24. (Problem Solving)

Torque Problems

Choose the pivot.
Draw the lever arm $\vec r$ from the pivot to the point of contact. (Each force has its own lever arm: see (a).)

Consider special cases:

if the force points directly at or away from the pivot, then the torque is zero
if the force and lever arm are perpendicular to each other, then the torque is $\tau = rF$
If you are given the angle $\theta$ between $\vec r$ and $\vec F$, then $\tau = rF\sin\theta$
if the force is "level" (i.e. lies along an axis), draw a line through the force vector, and then measure the shortest distance from the pivot to that line.
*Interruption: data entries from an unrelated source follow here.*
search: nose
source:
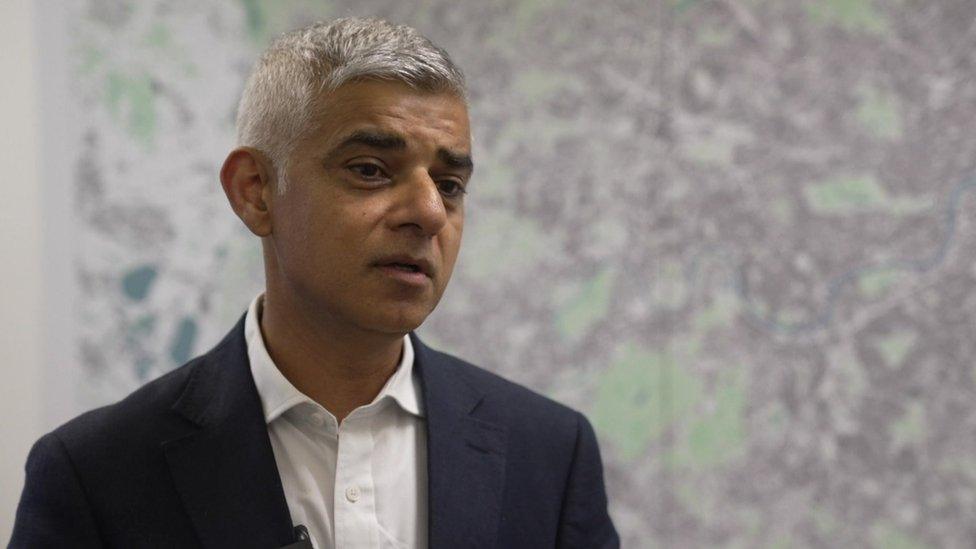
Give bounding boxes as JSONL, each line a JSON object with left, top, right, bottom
{"left": 391, "top": 169, "right": 448, "bottom": 237}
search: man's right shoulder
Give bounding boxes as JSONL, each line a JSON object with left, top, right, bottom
{"left": 49, "top": 353, "right": 206, "bottom": 455}
{"left": 49, "top": 312, "right": 249, "bottom": 452}
{"left": 11, "top": 342, "right": 237, "bottom": 548}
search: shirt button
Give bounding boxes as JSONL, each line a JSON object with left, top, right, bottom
{"left": 310, "top": 412, "right": 325, "bottom": 427}
{"left": 345, "top": 486, "right": 360, "bottom": 503}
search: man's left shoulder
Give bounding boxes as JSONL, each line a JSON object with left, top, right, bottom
{"left": 422, "top": 344, "right": 590, "bottom": 443}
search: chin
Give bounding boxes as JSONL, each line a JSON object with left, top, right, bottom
{"left": 364, "top": 305, "right": 431, "bottom": 335}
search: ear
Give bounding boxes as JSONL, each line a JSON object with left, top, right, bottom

That is $r_{\perp}$, and the torque is $\tau = r_{\perp}F$ (See (b)).
if the lever-arm is level, then find the component of the force $F_{\perp}$ that is perpendicular to the lever arm. Then torque is $\tau = rF_{\perp}$ (See (c)).
Finally, add the sign:
$+$ if the torque points counterclockwise around the pivot,
$-$ if the torque points clockwise

Draw a force diagram and create a force table. Add a column for torque.
Fill out the force table's $x$ and $y$ columns as usual
Don't forget any force from the pivot or hinge. (Call it a normal force.)
Calculate the torque for each force.
I recommend writing it as $(r)(F)$ rather than multiplying it out right away, to make it clearer what you're doing.
Always include the sign.
The torque column must add to zero as well.
There will be three equations for three columns, so you can solve for three unknowns.